Para poder entender el sentido de esta trampa saducea, si no queremos caer en la cháchara inepta de liberales y progresistas (que son ramas del mismo árbol emponzoñado), habría que empezar recordando una verdad incontrovertible: las civilizaciones las fundan las religiones; y, con el ocaso de las religiones, las civilizaciones se van apagando, hasta su extinción. La convivencia humana reclama una ligazón colectiva, una adhesión a una visión particular del mundo que sólo proporciona la creencia religiosa común: cuando tal creencia común arraiga, como ocurre en el Islam, es posible acometer con entusiasmo empresas conjuntas; cuando tal creencia común se disgrega, corrompe o sustituye por idolatrías de signo político diverso, como ocurre en Occidente, no sólo resulta imposible acometer empresas conjuntas, sino que la propia convivencia humana se torna insostenible. «Una gran civilización no es conquistada desde fuera hasta que no se ha destruido a sí misma desde dentro», escribió Will Durant; y en el Islam saben bien cómo precipitar esa destrucción.
En Occidente hemos resuelto arrancar los crucifijos de las escuelas porque vulneran la «libertad religiosa», que es como finamente se llama a la cristofobia rampante. ¿Y qué hacemos ahora con el velo islámico?
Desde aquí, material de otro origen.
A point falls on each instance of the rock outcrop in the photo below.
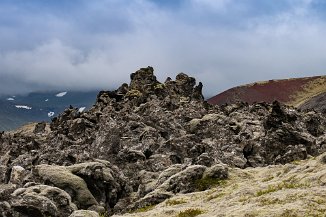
(144, 143)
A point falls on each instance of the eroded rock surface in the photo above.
(145, 142)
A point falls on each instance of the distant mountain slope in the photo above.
(18, 110)
(295, 92)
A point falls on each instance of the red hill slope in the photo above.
(295, 92)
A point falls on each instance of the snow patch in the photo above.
(23, 106)
(61, 94)
(81, 109)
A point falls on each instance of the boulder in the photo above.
(61, 177)
(84, 213)
(41, 201)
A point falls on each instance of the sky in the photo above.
(96, 44)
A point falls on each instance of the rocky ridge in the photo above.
(142, 144)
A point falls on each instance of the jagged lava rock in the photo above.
(147, 140)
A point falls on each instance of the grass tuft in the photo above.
(175, 202)
(190, 213)
(207, 183)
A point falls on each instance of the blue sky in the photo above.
(96, 44)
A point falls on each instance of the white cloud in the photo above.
(220, 51)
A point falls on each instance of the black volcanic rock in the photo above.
(146, 141)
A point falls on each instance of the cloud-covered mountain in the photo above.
(18, 110)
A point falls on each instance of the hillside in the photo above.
(295, 189)
(293, 92)
(148, 142)
(16, 111)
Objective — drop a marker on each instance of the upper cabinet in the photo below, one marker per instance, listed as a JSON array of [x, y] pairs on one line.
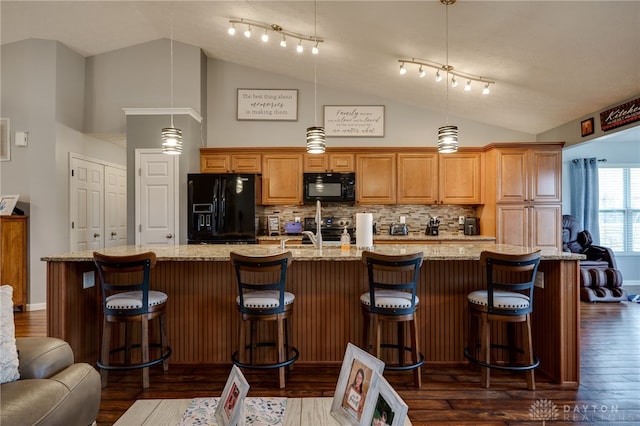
[[460, 178], [332, 162], [528, 175], [417, 178], [281, 179], [376, 178], [230, 163]]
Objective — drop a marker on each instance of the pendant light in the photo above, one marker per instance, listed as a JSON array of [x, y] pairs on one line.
[[315, 135], [171, 136], [447, 135]]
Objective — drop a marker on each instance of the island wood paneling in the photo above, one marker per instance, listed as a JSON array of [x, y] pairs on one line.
[[203, 319]]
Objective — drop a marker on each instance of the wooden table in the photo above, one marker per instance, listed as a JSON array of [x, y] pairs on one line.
[[161, 412]]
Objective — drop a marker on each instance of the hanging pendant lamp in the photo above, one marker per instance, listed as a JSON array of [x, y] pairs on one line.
[[171, 136], [448, 134], [316, 140]]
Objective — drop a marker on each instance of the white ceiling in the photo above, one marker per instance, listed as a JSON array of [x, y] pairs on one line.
[[553, 61]]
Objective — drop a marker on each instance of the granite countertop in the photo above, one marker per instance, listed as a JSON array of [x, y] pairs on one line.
[[215, 252], [412, 236]]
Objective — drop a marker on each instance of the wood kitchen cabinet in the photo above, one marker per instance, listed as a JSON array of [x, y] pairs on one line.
[[460, 178], [332, 162], [376, 178], [523, 203], [282, 179], [230, 163], [13, 257], [417, 178]]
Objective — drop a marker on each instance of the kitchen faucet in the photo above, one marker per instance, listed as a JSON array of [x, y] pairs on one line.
[[316, 240]]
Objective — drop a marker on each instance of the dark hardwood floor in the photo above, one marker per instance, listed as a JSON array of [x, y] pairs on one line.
[[609, 392]]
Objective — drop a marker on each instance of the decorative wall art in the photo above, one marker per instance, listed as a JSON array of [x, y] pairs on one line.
[[354, 120], [586, 127], [358, 376], [5, 140], [268, 104]]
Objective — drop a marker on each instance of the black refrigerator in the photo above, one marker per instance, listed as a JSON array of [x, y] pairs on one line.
[[222, 208]]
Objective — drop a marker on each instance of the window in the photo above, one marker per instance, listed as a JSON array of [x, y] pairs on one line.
[[619, 208]]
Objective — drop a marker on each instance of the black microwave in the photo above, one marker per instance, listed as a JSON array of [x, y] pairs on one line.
[[329, 187]]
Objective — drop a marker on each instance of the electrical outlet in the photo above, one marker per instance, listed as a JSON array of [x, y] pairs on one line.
[[88, 279]]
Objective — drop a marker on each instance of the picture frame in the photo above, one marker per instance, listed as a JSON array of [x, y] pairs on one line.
[[7, 204], [384, 406], [5, 140], [230, 411], [586, 127], [358, 375], [352, 121], [267, 105]]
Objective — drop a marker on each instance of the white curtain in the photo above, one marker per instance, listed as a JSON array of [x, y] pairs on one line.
[[584, 195]]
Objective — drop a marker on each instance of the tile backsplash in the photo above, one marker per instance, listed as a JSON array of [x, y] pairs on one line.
[[416, 216]]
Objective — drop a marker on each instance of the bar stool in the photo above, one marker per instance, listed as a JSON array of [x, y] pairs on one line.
[[393, 281], [507, 299], [126, 298], [262, 297]]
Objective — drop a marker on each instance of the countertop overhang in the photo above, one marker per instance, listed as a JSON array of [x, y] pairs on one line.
[[220, 252]]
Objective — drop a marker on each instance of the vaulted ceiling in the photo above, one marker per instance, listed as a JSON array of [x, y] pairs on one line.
[[553, 61]]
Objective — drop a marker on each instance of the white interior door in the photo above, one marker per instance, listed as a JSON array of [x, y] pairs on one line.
[[86, 204], [115, 206], [157, 211]]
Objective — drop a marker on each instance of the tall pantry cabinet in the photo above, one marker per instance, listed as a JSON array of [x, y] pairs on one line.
[[523, 198], [13, 257]]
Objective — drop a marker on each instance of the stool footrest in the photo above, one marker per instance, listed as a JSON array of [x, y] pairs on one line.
[[510, 367], [285, 363], [156, 361]]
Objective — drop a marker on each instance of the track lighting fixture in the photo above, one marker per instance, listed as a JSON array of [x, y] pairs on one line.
[[277, 29], [421, 63]]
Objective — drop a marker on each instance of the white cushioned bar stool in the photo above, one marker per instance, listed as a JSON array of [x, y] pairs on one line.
[[393, 282], [127, 299], [262, 297], [508, 299]]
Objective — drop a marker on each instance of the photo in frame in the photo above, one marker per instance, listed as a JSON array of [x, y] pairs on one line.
[[358, 375], [229, 411], [5, 140], [384, 406], [352, 121], [267, 105], [586, 127], [7, 204]]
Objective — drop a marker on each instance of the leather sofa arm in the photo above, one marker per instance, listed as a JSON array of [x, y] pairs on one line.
[[42, 357]]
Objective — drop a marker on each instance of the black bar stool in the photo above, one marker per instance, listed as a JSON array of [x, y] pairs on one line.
[[508, 299], [393, 282], [262, 297], [126, 298]]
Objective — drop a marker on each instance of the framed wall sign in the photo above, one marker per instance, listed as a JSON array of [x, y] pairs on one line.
[[354, 120], [268, 104], [5, 140], [586, 127]]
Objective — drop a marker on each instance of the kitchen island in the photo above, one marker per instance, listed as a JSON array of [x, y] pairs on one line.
[[202, 317]]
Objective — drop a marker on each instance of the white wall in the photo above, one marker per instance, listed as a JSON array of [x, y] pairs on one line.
[[404, 125]]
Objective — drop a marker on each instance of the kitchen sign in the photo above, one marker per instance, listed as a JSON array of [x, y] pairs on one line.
[[354, 121], [620, 115], [268, 104]]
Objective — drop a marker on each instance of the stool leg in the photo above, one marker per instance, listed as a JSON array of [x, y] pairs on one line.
[[104, 355], [485, 348], [528, 350], [281, 355], [164, 344], [415, 351], [145, 351]]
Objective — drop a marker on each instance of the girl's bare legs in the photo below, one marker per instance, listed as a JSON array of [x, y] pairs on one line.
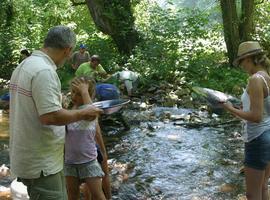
[[265, 195], [94, 186], [73, 188]]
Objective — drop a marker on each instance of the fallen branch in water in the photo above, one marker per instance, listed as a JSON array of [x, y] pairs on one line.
[[202, 124]]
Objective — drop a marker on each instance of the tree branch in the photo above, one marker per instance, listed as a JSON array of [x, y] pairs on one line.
[[260, 2], [74, 3]]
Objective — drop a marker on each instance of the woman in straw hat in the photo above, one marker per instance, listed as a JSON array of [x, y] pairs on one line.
[[256, 116]]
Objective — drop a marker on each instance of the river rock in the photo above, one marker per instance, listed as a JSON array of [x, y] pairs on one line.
[[227, 187]]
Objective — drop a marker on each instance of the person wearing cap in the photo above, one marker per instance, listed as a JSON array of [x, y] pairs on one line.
[[256, 115], [92, 69], [24, 54], [79, 57]]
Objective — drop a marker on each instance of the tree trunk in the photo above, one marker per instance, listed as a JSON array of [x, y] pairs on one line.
[[115, 18], [246, 24], [237, 28], [231, 28]]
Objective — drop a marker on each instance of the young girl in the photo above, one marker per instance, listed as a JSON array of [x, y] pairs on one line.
[[256, 115], [80, 148]]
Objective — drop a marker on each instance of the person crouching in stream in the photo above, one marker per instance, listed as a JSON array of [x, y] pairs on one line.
[[256, 115], [81, 163]]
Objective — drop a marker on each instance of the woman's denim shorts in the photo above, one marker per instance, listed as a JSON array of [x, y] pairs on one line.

El progresista (o sea, el cristófobo a calzón quitado) quisiera permitirlo, aduciendo que no es un «símbolo religioso», sino una costumbre inveterada entre musulmanes; cosa que provoca la risa floja, pues para el musulmán el orden social y cultural -como el político- se funda en el orden religioso. Por su parte, el liberal (o sea, el cristófobo a calzón atado) quisiera prohibir el velo islámico por la vía ordenancista, aduciendo que el reglamento de la escuela donde estudia la niña que se resiste a quitarse el velo exige que nadie lleve la cabeza cubierta; lo que, inevitablemente, conduce al callejón sin salida en el que la propia Esperanza Aguirre ha caído, para regocijo de los cristófobos a calzón quitado:
-Si el reglamento dice que no se puede llevar la cabeza cubierta, ni las monjas podrán llevar la cabeza cubierta.
Y así la trampa saducea consigue su propósito. Que en las escuelas se prohíba que las monjas lleven toca, los curas alzacuellos o los niños medallas del Sagrado Corazón es un logro orgiástico a cambio del cual los cristófobos a calzón quitado estarían dispuestos a aceptar que se prohibiese también el velo islámico. Y a lo que hasta los propios musulmanes accederían, siquiera por «unas pocas décadas», mientras se consuma la victoria demográfica profetizada por Gadafi.
Lo que este episodio vuelve a demostrar, como los Reyes Católicos bien sabían y la historia se encarga de recordarnos a cada poco, es que la convivencia humana, allá donde no existe una creencia común, es insostenible. Y en el Islam, mientras nos ven patalear como moscas en la miel de nuestras propias contradicciones, cuentan con los dedos de una mano las décadas que faltan para que el velo sea obligatorio en la escuela.